Lack of Planning can cause the failure of a business

Nobody starts a business with the intention to fail. When starting a new business, the last thing one wants to focus on is failure. In fact every start-up entrepreneur is zealous to succeed at all cost – therefore failure is the last thing on the mind of a start-up. However due to both controllable and uncontrollable circumstances some businesses die out with time.

Why Businesses Fail

It is a well known fact that a significant percentage of new businesses fail along the line. This can be attributed to the fact that many entrepreneurs run their businesses under poor management.
New business owners frequently lack relevant business and management expertise in areas such as finance, purchasing, selling, production, and hiring and managing employees. Unless they recognize what they do not do well, and seek help, business owners may soon face disaster.

Lack of planning can lead to the failure of a business.

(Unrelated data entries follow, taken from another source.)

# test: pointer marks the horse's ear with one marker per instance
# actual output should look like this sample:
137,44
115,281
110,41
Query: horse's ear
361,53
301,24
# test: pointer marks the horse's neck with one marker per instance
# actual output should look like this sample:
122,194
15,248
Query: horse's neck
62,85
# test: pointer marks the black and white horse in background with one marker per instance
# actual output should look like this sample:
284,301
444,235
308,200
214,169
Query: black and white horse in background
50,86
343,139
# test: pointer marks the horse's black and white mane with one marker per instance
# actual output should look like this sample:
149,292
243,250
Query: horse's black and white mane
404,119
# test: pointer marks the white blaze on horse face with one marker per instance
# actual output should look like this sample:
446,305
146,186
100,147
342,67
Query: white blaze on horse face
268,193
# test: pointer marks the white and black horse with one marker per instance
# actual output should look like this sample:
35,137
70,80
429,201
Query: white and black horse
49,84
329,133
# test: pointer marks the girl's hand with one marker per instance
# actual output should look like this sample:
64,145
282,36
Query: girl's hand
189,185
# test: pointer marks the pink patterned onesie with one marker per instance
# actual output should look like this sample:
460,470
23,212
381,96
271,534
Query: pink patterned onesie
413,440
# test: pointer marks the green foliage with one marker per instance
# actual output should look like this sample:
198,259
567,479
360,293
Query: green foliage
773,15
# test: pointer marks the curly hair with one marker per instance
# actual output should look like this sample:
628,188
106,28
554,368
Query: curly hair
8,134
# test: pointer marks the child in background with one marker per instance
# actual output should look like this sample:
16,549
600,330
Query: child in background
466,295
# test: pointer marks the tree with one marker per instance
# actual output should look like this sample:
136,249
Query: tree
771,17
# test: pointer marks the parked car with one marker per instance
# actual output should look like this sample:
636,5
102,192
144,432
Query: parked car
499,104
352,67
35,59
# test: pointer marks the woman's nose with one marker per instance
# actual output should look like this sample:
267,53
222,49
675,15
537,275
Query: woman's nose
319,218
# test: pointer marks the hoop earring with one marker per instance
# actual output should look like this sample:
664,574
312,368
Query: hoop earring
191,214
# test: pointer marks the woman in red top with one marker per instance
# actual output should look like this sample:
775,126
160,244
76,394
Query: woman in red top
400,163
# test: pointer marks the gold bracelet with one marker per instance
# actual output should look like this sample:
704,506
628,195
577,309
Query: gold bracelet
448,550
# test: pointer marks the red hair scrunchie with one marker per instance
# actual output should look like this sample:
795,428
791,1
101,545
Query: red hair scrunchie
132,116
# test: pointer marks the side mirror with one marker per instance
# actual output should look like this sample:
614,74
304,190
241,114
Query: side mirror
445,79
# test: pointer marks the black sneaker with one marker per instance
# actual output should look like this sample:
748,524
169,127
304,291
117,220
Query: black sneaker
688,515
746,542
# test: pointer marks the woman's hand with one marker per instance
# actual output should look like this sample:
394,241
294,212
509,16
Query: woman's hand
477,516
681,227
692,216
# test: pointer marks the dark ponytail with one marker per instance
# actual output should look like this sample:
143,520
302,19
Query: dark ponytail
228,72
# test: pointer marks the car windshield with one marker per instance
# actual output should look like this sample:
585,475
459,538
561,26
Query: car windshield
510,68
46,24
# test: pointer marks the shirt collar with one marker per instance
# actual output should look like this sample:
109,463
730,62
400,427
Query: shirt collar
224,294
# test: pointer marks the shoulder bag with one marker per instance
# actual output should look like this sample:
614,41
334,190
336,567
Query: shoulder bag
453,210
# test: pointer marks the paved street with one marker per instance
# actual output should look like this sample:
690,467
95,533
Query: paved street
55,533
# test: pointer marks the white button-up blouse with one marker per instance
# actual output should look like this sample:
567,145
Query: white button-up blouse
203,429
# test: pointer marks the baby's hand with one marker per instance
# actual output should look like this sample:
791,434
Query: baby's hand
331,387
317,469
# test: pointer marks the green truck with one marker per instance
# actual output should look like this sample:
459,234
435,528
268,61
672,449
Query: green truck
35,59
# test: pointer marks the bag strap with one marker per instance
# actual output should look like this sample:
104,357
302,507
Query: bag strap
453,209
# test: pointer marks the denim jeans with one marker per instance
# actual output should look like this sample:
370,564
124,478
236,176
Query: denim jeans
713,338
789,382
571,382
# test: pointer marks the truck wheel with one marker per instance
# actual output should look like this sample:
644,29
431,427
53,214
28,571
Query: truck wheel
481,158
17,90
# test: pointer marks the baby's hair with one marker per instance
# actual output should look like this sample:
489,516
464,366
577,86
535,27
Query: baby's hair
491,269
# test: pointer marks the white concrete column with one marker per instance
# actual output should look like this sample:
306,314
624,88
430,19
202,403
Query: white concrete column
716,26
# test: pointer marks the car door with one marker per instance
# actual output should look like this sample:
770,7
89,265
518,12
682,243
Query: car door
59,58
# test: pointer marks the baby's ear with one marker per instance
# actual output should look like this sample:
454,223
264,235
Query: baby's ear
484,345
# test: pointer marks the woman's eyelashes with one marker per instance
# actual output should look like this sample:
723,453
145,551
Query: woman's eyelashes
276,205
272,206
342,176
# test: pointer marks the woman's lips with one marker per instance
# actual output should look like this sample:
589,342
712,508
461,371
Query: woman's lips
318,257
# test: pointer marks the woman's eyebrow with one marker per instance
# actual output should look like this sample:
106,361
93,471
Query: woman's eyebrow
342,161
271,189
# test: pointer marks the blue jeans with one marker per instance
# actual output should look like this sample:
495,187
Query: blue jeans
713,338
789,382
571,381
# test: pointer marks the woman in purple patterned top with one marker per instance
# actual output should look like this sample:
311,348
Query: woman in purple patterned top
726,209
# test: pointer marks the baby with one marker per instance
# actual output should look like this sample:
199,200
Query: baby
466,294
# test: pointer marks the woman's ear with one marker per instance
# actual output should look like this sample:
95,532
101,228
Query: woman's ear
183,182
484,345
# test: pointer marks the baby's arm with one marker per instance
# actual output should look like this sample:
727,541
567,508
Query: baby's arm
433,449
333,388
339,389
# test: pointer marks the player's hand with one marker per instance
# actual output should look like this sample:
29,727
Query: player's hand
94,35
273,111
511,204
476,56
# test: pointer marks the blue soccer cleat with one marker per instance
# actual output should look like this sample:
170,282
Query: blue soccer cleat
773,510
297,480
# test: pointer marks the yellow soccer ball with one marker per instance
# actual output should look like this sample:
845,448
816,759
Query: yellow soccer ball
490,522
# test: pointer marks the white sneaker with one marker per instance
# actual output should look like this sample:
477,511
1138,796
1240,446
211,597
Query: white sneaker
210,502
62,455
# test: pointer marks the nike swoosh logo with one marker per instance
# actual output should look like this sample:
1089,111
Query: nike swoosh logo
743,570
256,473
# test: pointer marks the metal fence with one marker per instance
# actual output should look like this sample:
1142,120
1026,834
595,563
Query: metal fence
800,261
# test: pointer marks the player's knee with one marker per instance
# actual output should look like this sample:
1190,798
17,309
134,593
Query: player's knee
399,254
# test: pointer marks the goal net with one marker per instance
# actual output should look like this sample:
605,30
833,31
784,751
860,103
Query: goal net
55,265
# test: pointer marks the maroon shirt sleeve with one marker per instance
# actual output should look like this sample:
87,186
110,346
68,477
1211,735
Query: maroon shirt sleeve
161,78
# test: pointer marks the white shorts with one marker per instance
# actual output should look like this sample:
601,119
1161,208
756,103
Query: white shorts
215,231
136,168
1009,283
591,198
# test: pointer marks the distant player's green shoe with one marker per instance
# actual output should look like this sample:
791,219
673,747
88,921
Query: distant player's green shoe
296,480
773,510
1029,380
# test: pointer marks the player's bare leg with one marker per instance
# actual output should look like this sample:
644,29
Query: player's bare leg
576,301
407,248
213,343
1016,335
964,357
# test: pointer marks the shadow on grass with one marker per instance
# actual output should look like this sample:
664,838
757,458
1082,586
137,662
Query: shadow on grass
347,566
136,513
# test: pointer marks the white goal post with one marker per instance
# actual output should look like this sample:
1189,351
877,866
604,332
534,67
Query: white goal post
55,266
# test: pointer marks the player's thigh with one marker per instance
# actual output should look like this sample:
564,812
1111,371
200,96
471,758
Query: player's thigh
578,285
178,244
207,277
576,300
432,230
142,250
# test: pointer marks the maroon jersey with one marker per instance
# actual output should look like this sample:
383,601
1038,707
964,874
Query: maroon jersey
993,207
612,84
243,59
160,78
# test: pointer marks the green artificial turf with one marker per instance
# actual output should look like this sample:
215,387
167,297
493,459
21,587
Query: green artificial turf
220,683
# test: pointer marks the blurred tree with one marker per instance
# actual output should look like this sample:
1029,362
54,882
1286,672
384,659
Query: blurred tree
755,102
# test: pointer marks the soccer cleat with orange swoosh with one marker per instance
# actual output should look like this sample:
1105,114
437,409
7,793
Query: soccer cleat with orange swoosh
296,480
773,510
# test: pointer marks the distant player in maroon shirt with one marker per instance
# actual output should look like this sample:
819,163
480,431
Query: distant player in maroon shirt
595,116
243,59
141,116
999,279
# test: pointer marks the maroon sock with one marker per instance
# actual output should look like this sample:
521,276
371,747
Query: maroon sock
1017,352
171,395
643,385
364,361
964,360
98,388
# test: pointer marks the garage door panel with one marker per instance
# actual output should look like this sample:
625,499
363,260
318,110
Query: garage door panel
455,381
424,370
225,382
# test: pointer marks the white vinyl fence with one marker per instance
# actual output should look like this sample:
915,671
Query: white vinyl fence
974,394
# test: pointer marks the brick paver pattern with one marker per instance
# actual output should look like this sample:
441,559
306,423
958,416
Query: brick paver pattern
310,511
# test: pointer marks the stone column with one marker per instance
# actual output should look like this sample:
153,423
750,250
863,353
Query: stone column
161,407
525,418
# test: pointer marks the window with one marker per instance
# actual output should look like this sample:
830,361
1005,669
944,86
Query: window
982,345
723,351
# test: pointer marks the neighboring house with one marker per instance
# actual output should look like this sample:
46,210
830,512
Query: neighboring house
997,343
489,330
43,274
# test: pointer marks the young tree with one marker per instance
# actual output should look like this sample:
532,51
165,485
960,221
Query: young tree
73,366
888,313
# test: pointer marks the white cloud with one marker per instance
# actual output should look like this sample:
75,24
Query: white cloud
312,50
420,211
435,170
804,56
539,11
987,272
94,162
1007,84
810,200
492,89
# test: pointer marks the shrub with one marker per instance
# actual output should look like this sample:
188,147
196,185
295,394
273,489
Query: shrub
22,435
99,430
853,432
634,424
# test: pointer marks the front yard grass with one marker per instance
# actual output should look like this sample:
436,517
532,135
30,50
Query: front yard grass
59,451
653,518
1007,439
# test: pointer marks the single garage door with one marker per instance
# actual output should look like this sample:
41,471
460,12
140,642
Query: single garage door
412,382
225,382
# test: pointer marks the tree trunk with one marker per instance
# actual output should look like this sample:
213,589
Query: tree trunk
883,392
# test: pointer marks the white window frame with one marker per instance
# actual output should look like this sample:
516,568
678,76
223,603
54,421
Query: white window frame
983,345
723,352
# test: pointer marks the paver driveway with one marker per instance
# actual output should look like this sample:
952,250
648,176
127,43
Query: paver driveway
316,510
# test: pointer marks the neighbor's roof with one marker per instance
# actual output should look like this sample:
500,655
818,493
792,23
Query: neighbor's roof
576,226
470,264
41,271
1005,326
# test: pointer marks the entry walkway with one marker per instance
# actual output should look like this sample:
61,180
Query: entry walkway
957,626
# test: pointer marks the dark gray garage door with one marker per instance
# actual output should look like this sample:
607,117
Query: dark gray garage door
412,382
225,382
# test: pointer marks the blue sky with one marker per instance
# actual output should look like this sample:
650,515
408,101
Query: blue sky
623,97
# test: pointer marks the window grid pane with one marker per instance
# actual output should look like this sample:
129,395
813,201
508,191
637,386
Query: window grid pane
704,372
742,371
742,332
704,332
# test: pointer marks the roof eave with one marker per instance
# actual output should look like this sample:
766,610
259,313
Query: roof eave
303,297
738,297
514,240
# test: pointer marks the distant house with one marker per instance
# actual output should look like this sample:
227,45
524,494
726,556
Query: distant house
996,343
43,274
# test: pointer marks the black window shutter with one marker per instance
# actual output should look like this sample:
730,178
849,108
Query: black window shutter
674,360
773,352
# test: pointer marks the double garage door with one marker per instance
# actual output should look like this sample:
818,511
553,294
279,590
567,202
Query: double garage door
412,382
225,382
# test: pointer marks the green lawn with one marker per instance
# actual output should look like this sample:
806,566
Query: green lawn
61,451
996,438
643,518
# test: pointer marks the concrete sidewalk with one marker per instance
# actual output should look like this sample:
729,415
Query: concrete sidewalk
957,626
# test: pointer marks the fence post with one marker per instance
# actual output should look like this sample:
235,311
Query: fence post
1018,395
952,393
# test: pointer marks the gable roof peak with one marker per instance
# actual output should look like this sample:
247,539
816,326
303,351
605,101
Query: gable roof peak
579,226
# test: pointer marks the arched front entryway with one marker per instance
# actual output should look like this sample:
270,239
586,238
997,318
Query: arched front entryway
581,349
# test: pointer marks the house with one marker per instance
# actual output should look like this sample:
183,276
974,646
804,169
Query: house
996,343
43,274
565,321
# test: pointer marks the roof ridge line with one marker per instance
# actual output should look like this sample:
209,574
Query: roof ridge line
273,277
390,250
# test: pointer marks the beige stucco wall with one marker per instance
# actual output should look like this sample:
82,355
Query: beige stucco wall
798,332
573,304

As the saying goes “If you fail to plan you plan to fail.” Most business owners do not have a business plan as a blueprint to work with so they work in isolation and end up failing along the line.  

Insufficient capital can also lead to the downfall of a business venture. This is a common fatal mistake for many failed businesses because they underestimate how much money is needed to start the business and are forced to close before they even have a fair chance to succeed. They also may have an unrealistic expectation of in-coming revenues from sales.


Philomena A. Debrah a.k.a Yaa Asantewaa, Managing Director of Philio Delio Smile Foods, producers of Yammi Instant Gari Mix, said her business almost collapsed as a result of low capital.

She said it was very difficult for her to obtain resources to start her business because all the banks and financial institutions she contacted for assistance were not interested in helping start-ups.

Yaa Asantewaa, who use to trade in commodities like rice, sugar and oil, said if she had not saved some money from her previous trade, her new business would have collapsed outright.

She said, “I started my business on a small-scale and wanted a loan to expand it. If I had not saved money from my earlier business, my new one would have failed instantly.”

She noted that the attitude adopted by some financial institutions not to assist start-up entrepreneurs was very disturbing and need to be critically looked at. 

She indicated that “if these institutions are saying that they do not give capital to start-ups, how then can the entrepreneur start on his/her own and later come for assistance to continue. I really think they should rather help nurture entrepreneurs in the manufacturing sector because most of these people are full of innovations and creativity, and they really know what they are about.”

Anthony Agyemang, who owns a fruit juice processing factory in Accra, also recounted that he virtually had to shut down his factory about seven years ago due some challenges he faced along the line.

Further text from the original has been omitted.